In the meantime, as demand outpaces supply for some items, Leonard said his stores have tried to come up with new solutions.

"Lobster is probably at a record high right now as far as the price per pound and lobster rolls are a big hit," he said. "One of the things we've done is make a shrimp roll right now."

According to the Food Marketing Institute, a national trade association, demand pressures have yet to go back to pre-pandemic levels. The food and retail organization told ABC News that a combination of factors such as shortages of materials and ingredients, combined with labor and transportation, "will continue to be disruptive and will create an uneven supply chain recovery, but we ask that shoppers hold on as we continue to recalibrate.”
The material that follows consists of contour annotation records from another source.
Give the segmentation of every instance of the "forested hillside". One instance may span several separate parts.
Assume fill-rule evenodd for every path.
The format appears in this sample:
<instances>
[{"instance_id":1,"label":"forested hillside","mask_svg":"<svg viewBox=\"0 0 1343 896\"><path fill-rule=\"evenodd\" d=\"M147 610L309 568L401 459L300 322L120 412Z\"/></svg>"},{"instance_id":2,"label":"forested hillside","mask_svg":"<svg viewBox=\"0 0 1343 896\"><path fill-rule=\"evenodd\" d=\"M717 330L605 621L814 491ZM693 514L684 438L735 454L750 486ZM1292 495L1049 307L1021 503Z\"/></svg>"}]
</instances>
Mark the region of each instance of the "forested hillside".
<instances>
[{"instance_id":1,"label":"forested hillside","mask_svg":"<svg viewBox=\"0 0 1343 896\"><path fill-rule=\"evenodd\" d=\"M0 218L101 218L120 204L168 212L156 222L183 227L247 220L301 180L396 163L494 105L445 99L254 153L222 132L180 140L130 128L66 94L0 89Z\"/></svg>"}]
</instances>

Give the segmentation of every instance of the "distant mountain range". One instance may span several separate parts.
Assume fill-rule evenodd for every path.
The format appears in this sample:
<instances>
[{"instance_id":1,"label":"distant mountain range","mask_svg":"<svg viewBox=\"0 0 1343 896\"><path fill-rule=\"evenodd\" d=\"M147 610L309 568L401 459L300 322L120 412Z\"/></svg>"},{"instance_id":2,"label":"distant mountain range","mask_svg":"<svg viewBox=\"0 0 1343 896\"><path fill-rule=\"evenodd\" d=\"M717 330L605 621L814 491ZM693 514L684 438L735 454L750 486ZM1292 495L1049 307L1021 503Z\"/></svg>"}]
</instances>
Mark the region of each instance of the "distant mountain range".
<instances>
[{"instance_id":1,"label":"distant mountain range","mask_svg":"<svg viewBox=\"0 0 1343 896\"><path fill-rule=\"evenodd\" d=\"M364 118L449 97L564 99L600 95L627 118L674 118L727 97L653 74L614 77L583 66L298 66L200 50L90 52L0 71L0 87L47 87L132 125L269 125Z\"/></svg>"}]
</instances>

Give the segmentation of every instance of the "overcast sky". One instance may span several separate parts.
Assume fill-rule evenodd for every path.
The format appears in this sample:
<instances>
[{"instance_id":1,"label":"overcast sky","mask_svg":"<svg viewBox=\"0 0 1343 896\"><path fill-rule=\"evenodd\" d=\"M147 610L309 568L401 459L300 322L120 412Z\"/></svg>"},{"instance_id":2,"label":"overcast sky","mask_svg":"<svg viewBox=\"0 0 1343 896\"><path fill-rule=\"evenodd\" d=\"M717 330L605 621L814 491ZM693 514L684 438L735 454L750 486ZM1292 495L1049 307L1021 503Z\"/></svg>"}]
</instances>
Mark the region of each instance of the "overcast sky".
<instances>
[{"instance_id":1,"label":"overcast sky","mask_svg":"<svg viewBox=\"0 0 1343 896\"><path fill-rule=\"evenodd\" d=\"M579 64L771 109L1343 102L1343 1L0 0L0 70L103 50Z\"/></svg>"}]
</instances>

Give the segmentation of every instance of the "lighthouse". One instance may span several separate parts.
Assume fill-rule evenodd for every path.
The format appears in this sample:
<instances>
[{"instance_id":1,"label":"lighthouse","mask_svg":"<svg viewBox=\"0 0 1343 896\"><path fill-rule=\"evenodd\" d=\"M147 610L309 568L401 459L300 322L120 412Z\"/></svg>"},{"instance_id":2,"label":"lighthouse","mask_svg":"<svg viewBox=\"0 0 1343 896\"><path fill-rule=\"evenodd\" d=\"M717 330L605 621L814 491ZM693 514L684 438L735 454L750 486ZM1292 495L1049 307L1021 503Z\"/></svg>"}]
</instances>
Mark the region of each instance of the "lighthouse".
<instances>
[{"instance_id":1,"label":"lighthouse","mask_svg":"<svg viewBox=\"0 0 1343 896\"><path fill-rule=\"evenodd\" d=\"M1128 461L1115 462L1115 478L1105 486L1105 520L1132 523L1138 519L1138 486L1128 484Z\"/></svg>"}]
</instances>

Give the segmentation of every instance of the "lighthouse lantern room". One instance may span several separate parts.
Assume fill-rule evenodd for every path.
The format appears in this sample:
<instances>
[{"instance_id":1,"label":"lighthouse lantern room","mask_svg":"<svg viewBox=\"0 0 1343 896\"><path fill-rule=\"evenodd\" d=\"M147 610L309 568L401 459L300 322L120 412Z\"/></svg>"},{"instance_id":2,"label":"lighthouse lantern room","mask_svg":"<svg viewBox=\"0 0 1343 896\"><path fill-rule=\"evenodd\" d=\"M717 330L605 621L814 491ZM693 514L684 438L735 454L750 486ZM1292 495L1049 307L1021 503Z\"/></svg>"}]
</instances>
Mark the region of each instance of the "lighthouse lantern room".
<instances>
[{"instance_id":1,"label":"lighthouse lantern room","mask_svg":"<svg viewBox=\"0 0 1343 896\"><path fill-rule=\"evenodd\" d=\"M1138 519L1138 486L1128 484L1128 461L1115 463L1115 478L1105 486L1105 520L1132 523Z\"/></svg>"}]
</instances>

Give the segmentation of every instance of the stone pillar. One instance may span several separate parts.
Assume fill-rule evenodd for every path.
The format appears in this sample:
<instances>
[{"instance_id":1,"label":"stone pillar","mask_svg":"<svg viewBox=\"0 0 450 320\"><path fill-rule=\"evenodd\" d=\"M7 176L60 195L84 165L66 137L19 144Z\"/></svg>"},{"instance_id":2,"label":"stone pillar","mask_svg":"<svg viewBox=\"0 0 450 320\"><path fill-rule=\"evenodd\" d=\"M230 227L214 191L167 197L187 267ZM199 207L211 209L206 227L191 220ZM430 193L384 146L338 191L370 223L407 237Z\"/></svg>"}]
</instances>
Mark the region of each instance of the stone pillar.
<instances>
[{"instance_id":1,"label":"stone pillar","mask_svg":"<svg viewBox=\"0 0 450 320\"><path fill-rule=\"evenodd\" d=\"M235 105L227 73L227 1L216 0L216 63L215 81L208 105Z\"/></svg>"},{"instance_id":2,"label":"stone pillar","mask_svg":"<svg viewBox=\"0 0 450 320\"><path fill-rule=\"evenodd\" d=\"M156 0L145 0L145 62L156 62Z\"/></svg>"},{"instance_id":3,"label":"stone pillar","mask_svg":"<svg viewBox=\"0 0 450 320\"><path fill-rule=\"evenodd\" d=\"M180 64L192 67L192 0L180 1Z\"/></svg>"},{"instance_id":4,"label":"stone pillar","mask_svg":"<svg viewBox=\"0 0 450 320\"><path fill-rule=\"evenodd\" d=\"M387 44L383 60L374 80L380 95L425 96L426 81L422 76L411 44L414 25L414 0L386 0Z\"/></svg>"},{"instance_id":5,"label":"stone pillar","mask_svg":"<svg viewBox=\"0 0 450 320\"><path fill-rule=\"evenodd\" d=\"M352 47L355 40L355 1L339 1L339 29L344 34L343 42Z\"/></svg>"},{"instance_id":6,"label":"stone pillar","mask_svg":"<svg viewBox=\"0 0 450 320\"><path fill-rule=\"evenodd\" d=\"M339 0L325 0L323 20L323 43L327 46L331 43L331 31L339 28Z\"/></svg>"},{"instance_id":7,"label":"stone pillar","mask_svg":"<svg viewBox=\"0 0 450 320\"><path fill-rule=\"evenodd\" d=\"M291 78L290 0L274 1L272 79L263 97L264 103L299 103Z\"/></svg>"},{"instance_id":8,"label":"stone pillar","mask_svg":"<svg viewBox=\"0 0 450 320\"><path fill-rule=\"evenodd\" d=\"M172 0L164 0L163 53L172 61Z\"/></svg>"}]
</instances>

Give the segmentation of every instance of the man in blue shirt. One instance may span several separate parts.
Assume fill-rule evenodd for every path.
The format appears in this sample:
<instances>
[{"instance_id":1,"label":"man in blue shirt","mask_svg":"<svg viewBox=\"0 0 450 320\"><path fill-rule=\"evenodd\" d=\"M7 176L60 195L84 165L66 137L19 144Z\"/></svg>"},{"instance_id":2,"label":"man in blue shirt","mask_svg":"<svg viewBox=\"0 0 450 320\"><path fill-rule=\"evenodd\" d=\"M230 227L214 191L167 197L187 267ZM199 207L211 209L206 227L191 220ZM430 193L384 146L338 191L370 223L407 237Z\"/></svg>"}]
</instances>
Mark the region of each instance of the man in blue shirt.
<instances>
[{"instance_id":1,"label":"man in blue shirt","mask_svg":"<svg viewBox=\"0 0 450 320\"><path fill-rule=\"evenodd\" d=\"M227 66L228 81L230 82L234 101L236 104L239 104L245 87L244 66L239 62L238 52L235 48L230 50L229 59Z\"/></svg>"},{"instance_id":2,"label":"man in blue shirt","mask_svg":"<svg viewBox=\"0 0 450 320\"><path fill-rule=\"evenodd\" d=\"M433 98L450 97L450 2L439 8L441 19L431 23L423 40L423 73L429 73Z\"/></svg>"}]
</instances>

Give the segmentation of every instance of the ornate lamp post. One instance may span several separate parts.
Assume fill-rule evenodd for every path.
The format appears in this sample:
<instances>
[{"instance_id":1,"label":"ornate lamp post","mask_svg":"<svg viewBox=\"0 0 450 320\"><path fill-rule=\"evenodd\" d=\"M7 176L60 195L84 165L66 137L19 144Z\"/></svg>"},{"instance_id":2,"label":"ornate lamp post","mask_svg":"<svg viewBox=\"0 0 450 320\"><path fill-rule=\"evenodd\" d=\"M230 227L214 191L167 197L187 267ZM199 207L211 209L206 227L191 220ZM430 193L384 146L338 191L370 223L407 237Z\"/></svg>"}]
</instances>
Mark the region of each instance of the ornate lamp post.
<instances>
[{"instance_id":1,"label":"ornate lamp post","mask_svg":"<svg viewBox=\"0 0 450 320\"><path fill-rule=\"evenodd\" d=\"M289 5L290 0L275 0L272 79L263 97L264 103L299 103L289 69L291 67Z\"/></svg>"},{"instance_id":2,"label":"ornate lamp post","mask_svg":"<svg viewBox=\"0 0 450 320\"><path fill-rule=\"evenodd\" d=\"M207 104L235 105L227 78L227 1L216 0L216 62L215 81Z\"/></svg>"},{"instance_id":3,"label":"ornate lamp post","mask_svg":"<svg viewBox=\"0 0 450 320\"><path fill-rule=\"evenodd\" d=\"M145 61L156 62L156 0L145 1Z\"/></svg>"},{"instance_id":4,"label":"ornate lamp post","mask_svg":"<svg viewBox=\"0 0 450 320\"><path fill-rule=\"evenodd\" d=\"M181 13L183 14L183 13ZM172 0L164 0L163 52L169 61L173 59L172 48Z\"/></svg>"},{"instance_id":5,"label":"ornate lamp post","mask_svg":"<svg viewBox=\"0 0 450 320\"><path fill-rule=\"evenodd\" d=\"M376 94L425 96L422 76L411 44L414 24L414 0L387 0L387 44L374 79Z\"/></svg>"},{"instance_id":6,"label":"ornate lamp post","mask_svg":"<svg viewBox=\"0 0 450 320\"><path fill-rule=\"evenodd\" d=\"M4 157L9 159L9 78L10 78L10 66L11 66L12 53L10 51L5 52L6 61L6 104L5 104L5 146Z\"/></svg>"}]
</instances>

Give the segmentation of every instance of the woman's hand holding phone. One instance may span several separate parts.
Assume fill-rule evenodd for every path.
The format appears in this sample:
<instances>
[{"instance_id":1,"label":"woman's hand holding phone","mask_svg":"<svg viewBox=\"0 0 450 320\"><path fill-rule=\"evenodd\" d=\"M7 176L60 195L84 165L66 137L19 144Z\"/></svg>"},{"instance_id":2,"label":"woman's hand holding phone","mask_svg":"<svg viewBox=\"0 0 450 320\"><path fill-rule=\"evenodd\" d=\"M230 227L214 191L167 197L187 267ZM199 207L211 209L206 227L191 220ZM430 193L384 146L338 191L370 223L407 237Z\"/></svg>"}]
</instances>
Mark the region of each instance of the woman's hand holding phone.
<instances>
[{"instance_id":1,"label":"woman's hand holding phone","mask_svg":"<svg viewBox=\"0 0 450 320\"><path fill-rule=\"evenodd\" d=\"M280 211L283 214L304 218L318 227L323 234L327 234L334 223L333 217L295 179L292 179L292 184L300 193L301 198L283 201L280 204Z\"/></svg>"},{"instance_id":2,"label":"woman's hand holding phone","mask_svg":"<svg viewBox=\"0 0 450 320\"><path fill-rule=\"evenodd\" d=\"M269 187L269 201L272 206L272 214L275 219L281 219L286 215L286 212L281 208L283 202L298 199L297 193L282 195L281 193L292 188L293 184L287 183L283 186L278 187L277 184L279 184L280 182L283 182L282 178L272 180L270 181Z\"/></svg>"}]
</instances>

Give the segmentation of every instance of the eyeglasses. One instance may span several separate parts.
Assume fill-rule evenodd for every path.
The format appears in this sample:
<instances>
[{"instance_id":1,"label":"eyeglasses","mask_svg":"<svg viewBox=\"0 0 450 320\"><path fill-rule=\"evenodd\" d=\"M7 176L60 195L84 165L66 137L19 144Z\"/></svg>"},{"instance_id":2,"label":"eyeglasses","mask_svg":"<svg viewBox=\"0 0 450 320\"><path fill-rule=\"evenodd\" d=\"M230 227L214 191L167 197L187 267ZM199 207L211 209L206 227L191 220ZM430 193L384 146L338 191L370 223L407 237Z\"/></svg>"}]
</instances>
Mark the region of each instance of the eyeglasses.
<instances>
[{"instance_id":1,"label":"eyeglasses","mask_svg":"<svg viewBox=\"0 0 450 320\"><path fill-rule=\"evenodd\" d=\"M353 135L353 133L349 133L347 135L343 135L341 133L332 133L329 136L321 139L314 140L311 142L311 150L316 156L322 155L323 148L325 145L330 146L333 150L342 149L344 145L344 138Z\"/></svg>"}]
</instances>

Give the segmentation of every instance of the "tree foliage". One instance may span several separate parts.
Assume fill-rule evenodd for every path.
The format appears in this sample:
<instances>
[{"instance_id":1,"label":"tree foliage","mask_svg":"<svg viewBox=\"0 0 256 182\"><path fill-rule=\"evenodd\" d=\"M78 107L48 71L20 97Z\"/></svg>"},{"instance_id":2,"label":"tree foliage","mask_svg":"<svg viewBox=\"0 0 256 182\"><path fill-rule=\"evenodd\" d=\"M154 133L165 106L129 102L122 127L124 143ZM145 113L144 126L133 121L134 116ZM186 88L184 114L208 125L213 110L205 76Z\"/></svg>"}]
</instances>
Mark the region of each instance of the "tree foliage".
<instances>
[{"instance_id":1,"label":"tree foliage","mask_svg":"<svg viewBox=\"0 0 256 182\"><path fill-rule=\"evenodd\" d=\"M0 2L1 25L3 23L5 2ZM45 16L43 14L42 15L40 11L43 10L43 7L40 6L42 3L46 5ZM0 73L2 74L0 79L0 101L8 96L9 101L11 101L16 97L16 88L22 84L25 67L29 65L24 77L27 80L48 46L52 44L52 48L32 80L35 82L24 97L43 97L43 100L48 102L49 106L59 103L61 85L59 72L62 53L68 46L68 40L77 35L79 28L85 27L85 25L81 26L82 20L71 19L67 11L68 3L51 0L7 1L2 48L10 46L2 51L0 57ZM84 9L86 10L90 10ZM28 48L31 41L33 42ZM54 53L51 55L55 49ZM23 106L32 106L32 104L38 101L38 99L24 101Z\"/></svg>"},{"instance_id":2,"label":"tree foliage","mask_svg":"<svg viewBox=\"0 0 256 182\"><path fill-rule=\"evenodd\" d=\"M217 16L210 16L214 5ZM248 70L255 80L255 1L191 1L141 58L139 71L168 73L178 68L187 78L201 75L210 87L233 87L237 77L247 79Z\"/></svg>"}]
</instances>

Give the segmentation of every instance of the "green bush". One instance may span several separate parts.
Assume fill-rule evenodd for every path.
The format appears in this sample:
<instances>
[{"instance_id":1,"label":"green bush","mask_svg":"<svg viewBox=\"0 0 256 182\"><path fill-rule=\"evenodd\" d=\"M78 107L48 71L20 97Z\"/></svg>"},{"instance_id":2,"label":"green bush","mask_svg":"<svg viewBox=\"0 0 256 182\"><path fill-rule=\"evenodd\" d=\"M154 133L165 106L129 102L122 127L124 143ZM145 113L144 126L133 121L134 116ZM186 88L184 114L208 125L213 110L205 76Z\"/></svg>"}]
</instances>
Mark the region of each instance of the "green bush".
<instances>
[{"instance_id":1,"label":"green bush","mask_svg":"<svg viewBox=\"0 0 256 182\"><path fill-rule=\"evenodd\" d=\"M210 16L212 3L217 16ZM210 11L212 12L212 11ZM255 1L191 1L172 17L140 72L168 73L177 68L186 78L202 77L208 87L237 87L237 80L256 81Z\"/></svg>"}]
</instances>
Market research firm IRI, which examines consumer, shopper and retail market intelligence, found in its data that monthly grocery store sales are up 3% from last year and nearly 14% from August 2019.

The change, according to IRI, comes down to the simple factor that consumers have been eating at home more and out less.

"So many behaviors changed during the pandemic. And that's kind of what we're experiencing. There's a lot more confidence in the kitchen," Joan Driggs, vice president of content and thought leadership for IRI, told "GMA." "We have a whole new generation of cooks out there who like it, they get more of exactly what they want, they take great pride in it."

Driggs is telling consumers there's no need to panic shop.

"People are able to go and fulfill their list -- I don't think we're going to go back to that big stop, stock up panic shopping that we experienced in the spring of 2020," he said.